With Hallowe’en approaching, carved pumpkins are beginning to appear on windowsills. They are the embodiment of autumn, night-time suns that banish the gloom and merrily brighten the darkening evenings. As I was thinking of carving one of my own for the doorstep, I found YouTube filled with the most gruesome examples, which turn fun into horror as big pumpkins crunch screaming baby pumpkins, or have their heads split open, allowing their seedy “brains” to spill out. I know this is the season of ghouls, but I’ll be putting a smiley face on mine.

Listening to the news, it’s hard to believe that the crisis looming over us will one day be history.
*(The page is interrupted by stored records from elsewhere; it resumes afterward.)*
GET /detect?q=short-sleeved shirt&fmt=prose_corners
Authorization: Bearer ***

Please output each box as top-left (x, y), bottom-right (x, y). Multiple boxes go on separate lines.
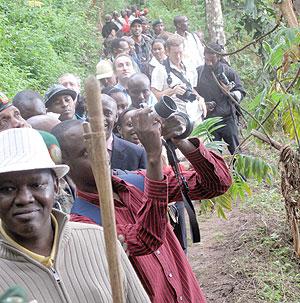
top-left (175, 31), bottom-right (204, 87)
top-left (151, 61), bottom-right (204, 122)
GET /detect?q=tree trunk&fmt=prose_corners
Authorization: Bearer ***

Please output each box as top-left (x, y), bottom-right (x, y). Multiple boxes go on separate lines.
top-left (205, 0), bottom-right (226, 46)
top-left (279, 0), bottom-right (299, 27)
top-left (280, 146), bottom-right (300, 257)
top-left (252, 130), bottom-right (300, 258)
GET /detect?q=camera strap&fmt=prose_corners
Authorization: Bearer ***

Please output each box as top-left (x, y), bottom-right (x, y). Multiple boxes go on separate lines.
top-left (211, 70), bottom-right (245, 120)
top-left (163, 58), bottom-right (193, 90)
top-left (163, 139), bottom-right (201, 243)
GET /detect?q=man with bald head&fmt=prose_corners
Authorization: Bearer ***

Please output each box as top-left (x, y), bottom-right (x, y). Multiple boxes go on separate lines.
top-left (27, 114), bottom-right (61, 132)
top-left (12, 89), bottom-right (46, 120)
top-left (102, 94), bottom-right (146, 170)
top-left (127, 73), bottom-right (157, 109)
top-left (51, 109), bottom-right (232, 303)
top-left (174, 15), bottom-right (204, 87)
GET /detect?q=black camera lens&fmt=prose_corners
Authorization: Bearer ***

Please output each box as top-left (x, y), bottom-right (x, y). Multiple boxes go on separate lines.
top-left (154, 96), bottom-right (177, 118)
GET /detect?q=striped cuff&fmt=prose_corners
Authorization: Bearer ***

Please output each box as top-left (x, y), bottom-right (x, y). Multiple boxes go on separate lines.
top-left (185, 138), bottom-right (210, 162)
top-left (144, 175), bottom-right (168, 199)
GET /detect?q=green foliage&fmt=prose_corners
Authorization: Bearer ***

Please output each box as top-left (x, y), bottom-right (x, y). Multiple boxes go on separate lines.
top-left (238, 184), bottom-right (300, 302)
top-left (196, 118), bottom-right (277, 219)
top-left (222, 0), bottom-right (278, 100)
top-left (192, 117), bottom-right (225, 140)
top-left (191, 117), bottom-right (228, 152)
top-left (234, 153), bottom-right (277, 183)
top-left (247, 26), bottom-right (300, 141)
top-left (105, 0), bottom-right (129, 14)
top-left (201, 172), bottom-right (252, 219)
top-left (0, 0), bottom-right (101, 97)
top-left (147, 0), bottom-right (206, 32)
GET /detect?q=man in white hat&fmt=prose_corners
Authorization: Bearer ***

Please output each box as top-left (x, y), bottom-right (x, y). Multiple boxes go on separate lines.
top-left (0, 128), bottom-right (150, 303)
top-left (96, 60), bottom-right (116, 88)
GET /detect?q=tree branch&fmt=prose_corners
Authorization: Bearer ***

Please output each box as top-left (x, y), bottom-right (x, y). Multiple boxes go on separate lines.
top-left (286, 67), bottom-right (300, 91)
top-left (211, 72), bottom-right (272, 142)
top-left (251, 130), bottom-right (282, 150)
top-left (203, 18), bottom-right (282, 56)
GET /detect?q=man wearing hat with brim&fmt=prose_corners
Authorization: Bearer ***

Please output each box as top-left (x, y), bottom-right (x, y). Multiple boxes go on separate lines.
top-left (0, 127), bottom-right (150, 303)
top-left (44, 84), bottom-right (84, 122)
top-left (96, 60), bottom-right (117, 88)
top-left (130, 18), bottom-right (152, 64)
top-left (0, 92), bottom-right (31, 132)
top-left (152, 19), bottom-right (165, 38)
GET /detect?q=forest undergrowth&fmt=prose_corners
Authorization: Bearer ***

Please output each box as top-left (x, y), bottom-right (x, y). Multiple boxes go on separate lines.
top-left (189, 135), bottom-right (300, 303)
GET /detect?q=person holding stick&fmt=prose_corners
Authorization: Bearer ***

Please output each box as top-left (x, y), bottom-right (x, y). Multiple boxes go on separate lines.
top-left (52, 105), bottom-right (232, 302)
top-left (0, 128), bottom-right (150, 303)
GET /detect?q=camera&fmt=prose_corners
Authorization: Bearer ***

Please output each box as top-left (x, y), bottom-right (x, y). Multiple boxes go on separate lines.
top-left (176, 87), bottom-right (197, 103)
top-left (155, 96), bottom-right (194, 139)
top-left (143, 96), bottom-right (194, 139)
top-left (217, 72), bottom-right (235, 90)
top-left (153, 95), bottom-right (177, 118)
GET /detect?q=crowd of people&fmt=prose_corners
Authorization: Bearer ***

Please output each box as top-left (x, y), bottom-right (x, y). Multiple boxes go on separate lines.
top-left (0, 4), bottom-right (247, 303)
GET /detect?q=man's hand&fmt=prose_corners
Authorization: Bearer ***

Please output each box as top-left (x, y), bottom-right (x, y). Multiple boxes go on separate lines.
top-left (131, 107), bottom-right (164, 181)
top-left (131, 107), bottom-right (162, 158)
top-left (172, 84), bottom-right (186, 96)
top-left (197, 96), bottom-right (207, 118)
top-left (219, 81), bottom-right (232, 95)
top-left (161, 114), bottom-right (186, 140)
MacNeice was living in far graver times than ours and, while the present predicament is deeply worrying, his era puts ours in perspective. “Sleep to the noise of running water/Tomorrow to be crossed, however deep;/ This is no river of the dead or Lethe,/ To-night we sleep/On the banks of Rubicon – the die is cast;/There will be time to audit/The accounts later, there will be sunlight later/And the equation will come out at last.”

He was, of course, right. Just as Derek Mahon, who died at the start of this month, was right when he wrote his popular poem, Everything Is Going To Be All Right. This injunction to optimism, written 40 years ago when he was very ill, was often quoted as the pandemic took hold: “There will be dying, there will be dying,/ but there is no need to go into that.”

Like MacNeice, Mahon calls on the sun for solace. “The sun rises in spite of everything”, he writes. As I type, the late morning sun comes and goes. When it breaks through the clouds and hits the trees and the carpet of leaves at their feet, the golden light is dazzling.